Time complexity at a glance

PatternTimeSpace
Find min / maxO(n)O(1)
Reverse in placeO(n)O(1)
Missing number (sum formula)O(n)O(1)
Kadane’s algorithmO(n)O(1)
Check if sortedO(n)O(1)
Move zeros to endO(n)O(1)

All six run in O(n) time with O(1) space. That uniformity is not incidental: placement coding platforms set input sizes to 10^5 elements or more specifically to eliminate O(n^2) brute-force submissions. If a nested-loop solution comes to mind for any of these patterns, that is a signal to step back and look for the single-pass version.

When you submit, state the complexity aloud or in a comment. Interviewers ask. Automated feedback systems in AMCAT and TCS NQT often display it as a scoring criterion alongside correctness.

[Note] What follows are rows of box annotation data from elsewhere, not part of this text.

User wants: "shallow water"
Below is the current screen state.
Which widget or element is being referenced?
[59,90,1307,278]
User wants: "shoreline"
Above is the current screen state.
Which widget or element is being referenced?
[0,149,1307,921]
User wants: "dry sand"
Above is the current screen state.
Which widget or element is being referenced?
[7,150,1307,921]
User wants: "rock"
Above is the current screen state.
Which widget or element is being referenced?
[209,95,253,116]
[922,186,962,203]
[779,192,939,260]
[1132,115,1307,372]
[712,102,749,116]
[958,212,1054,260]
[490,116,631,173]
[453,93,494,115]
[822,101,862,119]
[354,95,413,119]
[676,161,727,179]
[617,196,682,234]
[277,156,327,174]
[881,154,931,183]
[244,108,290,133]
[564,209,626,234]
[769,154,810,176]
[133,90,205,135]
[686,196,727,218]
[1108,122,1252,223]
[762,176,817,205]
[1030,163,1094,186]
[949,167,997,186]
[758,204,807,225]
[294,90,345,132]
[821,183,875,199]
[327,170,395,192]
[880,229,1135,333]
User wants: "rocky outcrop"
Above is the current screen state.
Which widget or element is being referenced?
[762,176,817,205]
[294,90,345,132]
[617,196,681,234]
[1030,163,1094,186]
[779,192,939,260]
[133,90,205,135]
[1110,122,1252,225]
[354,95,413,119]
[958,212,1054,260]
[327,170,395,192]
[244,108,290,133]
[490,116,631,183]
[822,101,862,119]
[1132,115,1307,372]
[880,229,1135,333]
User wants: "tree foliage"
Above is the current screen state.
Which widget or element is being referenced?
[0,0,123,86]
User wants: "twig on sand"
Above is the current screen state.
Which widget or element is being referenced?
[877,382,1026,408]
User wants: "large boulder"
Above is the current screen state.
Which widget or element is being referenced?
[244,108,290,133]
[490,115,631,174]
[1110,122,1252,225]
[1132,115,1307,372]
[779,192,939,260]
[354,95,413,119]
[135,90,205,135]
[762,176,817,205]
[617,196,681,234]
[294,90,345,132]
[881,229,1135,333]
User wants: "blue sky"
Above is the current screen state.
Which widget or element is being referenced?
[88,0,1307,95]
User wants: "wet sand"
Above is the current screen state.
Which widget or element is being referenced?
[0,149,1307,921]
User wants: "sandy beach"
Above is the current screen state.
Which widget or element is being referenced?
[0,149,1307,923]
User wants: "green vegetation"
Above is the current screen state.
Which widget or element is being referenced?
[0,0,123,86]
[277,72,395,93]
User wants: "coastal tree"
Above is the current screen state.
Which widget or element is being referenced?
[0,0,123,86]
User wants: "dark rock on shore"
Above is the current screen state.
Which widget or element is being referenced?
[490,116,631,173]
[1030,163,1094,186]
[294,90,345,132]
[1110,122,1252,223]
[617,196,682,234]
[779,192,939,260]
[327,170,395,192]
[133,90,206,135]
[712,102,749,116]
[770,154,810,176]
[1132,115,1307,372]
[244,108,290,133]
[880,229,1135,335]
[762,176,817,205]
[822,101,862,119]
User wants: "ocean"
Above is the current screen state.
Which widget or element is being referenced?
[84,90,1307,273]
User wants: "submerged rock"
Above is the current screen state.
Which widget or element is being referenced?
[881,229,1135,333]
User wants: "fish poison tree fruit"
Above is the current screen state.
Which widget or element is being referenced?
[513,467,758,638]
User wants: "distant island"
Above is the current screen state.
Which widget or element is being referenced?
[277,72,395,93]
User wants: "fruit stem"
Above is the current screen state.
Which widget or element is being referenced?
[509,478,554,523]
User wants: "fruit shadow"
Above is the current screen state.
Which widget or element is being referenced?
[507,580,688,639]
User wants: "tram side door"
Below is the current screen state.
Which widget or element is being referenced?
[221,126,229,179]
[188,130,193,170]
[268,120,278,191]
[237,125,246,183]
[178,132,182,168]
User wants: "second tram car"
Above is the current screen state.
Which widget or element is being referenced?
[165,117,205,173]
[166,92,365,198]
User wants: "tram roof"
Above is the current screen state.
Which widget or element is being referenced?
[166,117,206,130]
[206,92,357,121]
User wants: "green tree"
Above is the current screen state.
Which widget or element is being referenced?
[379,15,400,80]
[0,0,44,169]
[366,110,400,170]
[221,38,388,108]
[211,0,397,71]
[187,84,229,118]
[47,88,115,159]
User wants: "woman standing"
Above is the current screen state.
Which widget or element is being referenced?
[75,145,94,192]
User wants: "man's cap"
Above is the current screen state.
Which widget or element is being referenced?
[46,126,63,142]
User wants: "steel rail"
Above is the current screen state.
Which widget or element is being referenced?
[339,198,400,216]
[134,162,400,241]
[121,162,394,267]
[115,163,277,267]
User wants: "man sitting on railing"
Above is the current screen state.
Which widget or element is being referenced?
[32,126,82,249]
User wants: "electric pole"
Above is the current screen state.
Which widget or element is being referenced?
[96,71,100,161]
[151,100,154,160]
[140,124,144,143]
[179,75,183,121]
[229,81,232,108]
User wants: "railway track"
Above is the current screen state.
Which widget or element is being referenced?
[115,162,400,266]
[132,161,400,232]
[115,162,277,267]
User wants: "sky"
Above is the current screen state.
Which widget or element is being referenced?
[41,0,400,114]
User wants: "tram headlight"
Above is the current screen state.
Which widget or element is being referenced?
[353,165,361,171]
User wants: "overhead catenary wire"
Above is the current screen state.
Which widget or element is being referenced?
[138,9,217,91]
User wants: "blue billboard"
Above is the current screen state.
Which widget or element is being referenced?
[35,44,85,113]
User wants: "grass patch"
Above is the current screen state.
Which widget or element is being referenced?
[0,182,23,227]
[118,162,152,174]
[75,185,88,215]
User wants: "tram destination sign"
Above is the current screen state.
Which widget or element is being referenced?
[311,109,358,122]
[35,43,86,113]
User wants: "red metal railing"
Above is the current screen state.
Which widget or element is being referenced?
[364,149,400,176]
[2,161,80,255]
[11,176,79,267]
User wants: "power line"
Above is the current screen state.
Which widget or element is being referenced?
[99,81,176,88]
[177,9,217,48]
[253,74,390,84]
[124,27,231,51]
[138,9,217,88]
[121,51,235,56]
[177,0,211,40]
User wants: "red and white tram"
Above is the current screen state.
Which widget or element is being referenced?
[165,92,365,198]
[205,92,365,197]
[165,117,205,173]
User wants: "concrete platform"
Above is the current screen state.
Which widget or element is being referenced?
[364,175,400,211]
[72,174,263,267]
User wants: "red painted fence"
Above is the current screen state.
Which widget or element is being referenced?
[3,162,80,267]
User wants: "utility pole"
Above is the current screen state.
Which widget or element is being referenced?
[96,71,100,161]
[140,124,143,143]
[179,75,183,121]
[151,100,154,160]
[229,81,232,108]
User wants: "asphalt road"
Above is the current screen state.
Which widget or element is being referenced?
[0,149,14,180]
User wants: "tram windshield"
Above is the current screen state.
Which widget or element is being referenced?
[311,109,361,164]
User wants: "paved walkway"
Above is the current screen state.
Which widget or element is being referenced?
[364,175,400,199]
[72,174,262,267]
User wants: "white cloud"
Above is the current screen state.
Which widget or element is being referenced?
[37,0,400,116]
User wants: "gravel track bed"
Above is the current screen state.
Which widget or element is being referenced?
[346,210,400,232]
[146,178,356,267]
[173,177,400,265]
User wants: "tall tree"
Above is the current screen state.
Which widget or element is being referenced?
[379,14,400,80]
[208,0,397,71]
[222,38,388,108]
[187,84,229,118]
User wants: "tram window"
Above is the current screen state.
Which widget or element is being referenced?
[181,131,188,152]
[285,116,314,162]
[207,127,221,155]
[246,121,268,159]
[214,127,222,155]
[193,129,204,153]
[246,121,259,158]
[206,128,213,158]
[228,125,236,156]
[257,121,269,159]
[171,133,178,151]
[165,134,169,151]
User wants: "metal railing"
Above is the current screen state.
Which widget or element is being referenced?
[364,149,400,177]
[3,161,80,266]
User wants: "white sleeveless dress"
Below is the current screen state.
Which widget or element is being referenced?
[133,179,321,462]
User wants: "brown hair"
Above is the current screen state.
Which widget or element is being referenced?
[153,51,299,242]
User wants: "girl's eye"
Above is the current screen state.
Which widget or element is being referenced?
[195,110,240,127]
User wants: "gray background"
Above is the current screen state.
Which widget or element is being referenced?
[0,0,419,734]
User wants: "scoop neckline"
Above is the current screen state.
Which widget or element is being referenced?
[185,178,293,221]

From arrays to broader DSA and AI

Arrays are one layer of the DSA stack that placement tests cover. For trees, stacks, queues, and linked lists alongside arrays, 20 most asked data structures interview questions is a compact reference for what companies ask across the full stack. String manipulation questions, such as the palindrome check pattern, appear with nearly the same frequency as array questions in AMCAT’s coding module, and are worth covering alongside these six patterns rather than separately.

There is also a less-obvious connection between these patterns and the AI tools entering the placement picture. Every LLM processes tokens stored in tensor arrays. Every search-ranking function returns a score array. Once you can write Kadane’s algorithm from scratch in under 10 minutes, the interesting challenge shifts from passing the screen to building with what you know. TinkerLLM (₹299/month) is where that transition happens: running prompts, chaining outputs, and assembling small tools on top of LLM APIs using the same array and list operations the six patterns above rely on.

Primary sources

Frequently asked questions

Which array problems appear most often in TCS NQT?

TCS NQT coding sections commonly include find min/max, Kadane's algorithm, the missing-number sum trick, and array reversal. Two-pointer and zero-shifting patterns also appear regularly in the practice question banks.

Do I need to know C, C++ and Java for placement tests?

Most online platforms let you choose your language. Java is the safest single choice because its syntax is explicit and avoids pointer pitfalls. Master one language well before extending to others.

What is Kadane's algorithm and how does it work?

Kadane's algorithm finds the maximum sum contiguous subarray in O(n) time. It maintains a running sum and resets to the current element whenever the running sum drops below it, updating a global maximum throughout.

How do I find a missing number in an array without extra space?

For an array of n-1 numbers from 1 to n, compute expected_sum = n*(n+1)/2, subtract the actual array sum, and the difference is the missing number. Time: O(n), space: O(1).

What time complexity do placement tests expect for array problems?

Aim for O(n) on single-pass problems and O(n log n) for sort-based solutions. Avoid O(n^2) brute-force approaches — automated judges time out on large inputs designed to catch quadratic solutions.